| name | mac-control |
| description | Control and navigate a logged-in macOS GUI session with upstream trycua/cua `cua-driver`. Use for macOS app automation, native dialogs, screenshots, UI inspection, clicking, typing, hotkeys, and any task where a Droid needs reliable computer-use control of macOS. |
macOS GUI Control with cua-driver
trycua/cua wraps macOS Accessibility, ScreenCaptureKit, and event-posting APIs as scriptable tools, so a Droid can enumerate apps/windows, walk AX trees, capture screens, click, type, hotkey, scroll, drag, and drive real apps end-to-end.
SSH cannot reproduce GUI-bound behavior (Keychain/SecurityAgent prompts, permission sheets, focus-dependent input). Use SSH for install, status, and file-copy; use CUA for anything the user can see.
Install
curl -fsSL https://raw.githubusercontent.com/trycua/cua/main/libs/cua/installer/install.sh \
| bash -s -- --no-modify-path
Installs /Applications/CuaDriver.app and ~/.local/bin/cua-driver.

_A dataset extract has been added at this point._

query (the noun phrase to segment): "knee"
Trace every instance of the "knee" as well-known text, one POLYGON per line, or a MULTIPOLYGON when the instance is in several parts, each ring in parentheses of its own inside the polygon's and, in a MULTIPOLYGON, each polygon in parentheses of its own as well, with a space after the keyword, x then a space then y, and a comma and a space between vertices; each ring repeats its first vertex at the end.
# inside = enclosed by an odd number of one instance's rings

Verify with cua-driver --version and cua-driver doctor.
Permissions
In the GUI: System Settings → Privacy & Security → grant CuaDriver.app both Accessibility and Screen Recording. Then:
cua-driver status
cua-driver call check_permissions '{}'
Both must report granted. The first real screen capture may trigger an extra consent sheet — accept it.
Start the daemon
Launch from the visible logged-in Terminal (SSH-launched daemons often fail to attach to the GUI session). Stop with cua-driver stop.
open -n -g -a CuaDriver --args serve
Mental model
Every CUA workflow is a four-stage loop:
- Discover —
list_apps / list_windows → pick (pid, window_id).
- Observe —
get_window_state for the AX tree; screenshot for raw pixels.
- Act — semantic (AX
element_index), pixel (x,y), keyboard (press_key/hotkey), or pasteboard (pbcopy + Cmd+V).
- Verify — re-observe after every meaningful transition.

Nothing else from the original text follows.